Residual Debt Services (RDS), the "bad book" of the old African Bank, has fully funded its indemnity reserve and curator Tom Winterboer is now casting an eye on paying the organisation’s maiden coupon to creditors in January.

The R3bn indemnity fund was established as a bulwark against claims from investors in the collapsed bank, which has emerged from Winterboer’s care and is readying itself for a transactional banking offering. It is open for claims until 2024.

The Treasury and Reserve Bank had availed a facility of the same amount as insurance for any claims while RDS built up its reserves.

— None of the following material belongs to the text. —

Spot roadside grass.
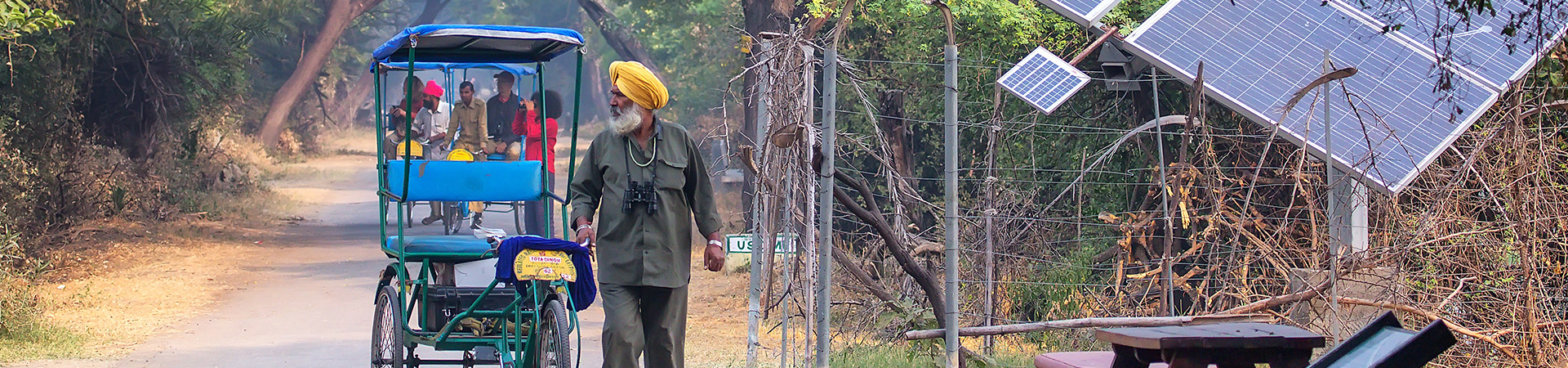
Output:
[0,163,300,361]
[0,315,87,363]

With RDS raising the full amount from the collections it has made on the bad book, the two institutions have been released of their obligation to provide the facility.

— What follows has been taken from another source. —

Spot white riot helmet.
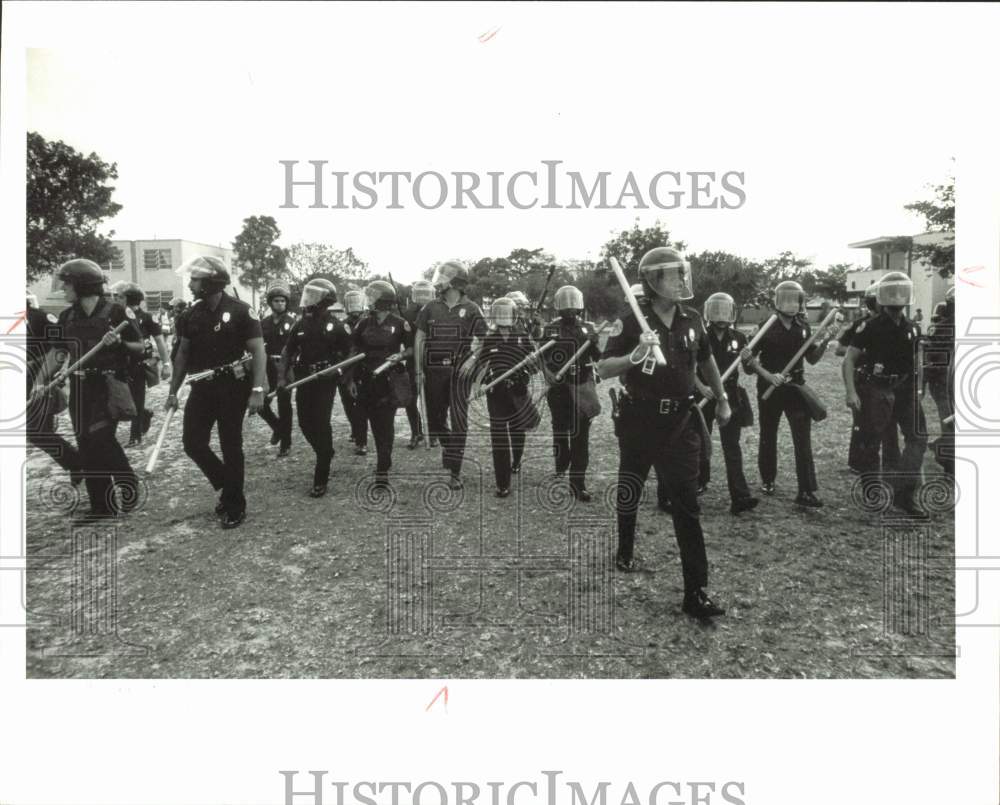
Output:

RDS is planning to use cash collected to pay investors, who were given stubs in RDS in exchange for their securities in the old African Bank as part of the curatorship, after the release of its financial statements for the year to September.

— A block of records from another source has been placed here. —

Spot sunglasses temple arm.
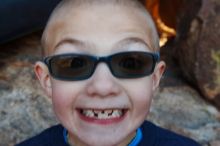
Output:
[155,52,160,62]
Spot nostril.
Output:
[87,64,120,97]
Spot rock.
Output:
[148,85,220,145]
[174,0,220,108]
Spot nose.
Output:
[87,63,120,97]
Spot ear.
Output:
[34,61,52,97]
[153,61,166,90]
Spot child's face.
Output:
[35,3,165,146]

The exact coupon is still being worked out.

The collections team would now continue to collect for payment to the senior creditors, said Winterboer. "We will know more on that number closer to the time. The coupon used then is [the Johannesburg Interbank Agreed Rate] plus 3%."

The rate was at 6.99% at the market close yesterday.

As part of the rescue package, the Treasury and Reserve Bank had granted the indemnity facility and a transaction loan of R3.3bn to African Bank, taking the total assistance value to R6.3bn. The loan was fully repaid in September 2016, two years earlier than expected.

The repayment of the loan and the funding of the indemnity reserve meant the Reserve Bank and the Treasury were released from their potential liability of R6.3bn, said Winterboer.